When planning the symposium, Filios and Rodríguez thought having Gilliam speak would be thrilling, but a total shot in the dark. Learning that Gilliam would be on a book tour this fall to promote a new memoir, and with news of the film’s release by Amazon next spring, FilmScene director Joe Tiefenthaler worked with the University of Iowa Lecture Committee to extend a speaking invitation to the native Minnesotan. Gilliam will speak on Friday, Oct. 23, at 7:30 p.m. in the IMU Ballroom.
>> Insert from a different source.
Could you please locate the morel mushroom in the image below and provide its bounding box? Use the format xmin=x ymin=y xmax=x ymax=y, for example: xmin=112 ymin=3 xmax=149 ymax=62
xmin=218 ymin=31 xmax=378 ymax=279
In addition to this lecture, other arts programming surrounding the symposium includes:

  • Two art exhibits at the Old Capitol Museum on display through January 3: Illustrations of Don Quixote: The Interpretation of Imagination and Influenced by Quixote: Student Artwork from the Harte School of Art.
  • A series of Terry Gilliam films at FilmScene in October.
  • Film adaptations of Don Quixote every week leading up to the symposium. (See Obermann Center calendar for dates and times.)
  • Celebrating Quixote in Music, a performance of the UI Symphony Orchestra, which was held Sept. 30.
  • Semi-staged concert performance of Man of La Mancha, directed by Josh Sazon, Riverside Recital Hall, Oct. 24, 7:30 p.m.

Public reading of Don Quixote 

People enjoyed a few minutes of literary fame by participating in a four-day reading of the full text of the book on the steps of Old Capitol Sept. 28 through Oct. 1. Anna Barker, who teaches Russian literature, organizes the public reading of a great work of literature each year in conjunction with the Iowa City Book Festival. She likes to encourage the public to celebrate significant publication dates, so the 400th anniversary of Don Quixote caught her attention. Her planning grew beyond the reading, as she connected with UI Symphony Orchestra conductor William LaRue Jones, the International Writing Program, and others to build a series of community arts programming dedicated to Quixote.

“I don’t believe that great works of literature exist in isolation,” says Barker. “Every literary masterpiece is a bottleneck: so much energy goes into producing it, and then there’s a monumental outflow of ideas that result from it. This one book crystalizes the creative process because it’s a book of metafiction, conscious of itself as a book and an event. It became a model for so many other pieces of art and how an artist is in dialogue with a work.”

Childhood discovery 

Locally, one of the latest “outflows” of Don Quixote is the upcoming symposium. In some small way, this symposium began as a trickle of the imagination on a summer day in Galicia, Spain, when a 10-year-old girl picked up an old copy of Cervantes’s classic and began to read.

“I was spending a boring summer at home in northwestern Spain,” recalls Rodríguez. “The reading was hard in the beginning, but it didn’t take long before I got into the adventure of this guy doing these crazy things.” She kept reading, discovering in the book a window onto the larger world. In time, that book informed life decisions as she considered what to study, first in college and then in graduate school. Today, Rodríguez even has a bumper sticker on her car that asks, “What would Don Quixote do?”

“I am convinced that reading Don Quixote changed my life,” she declares. “It is why I do what I do.”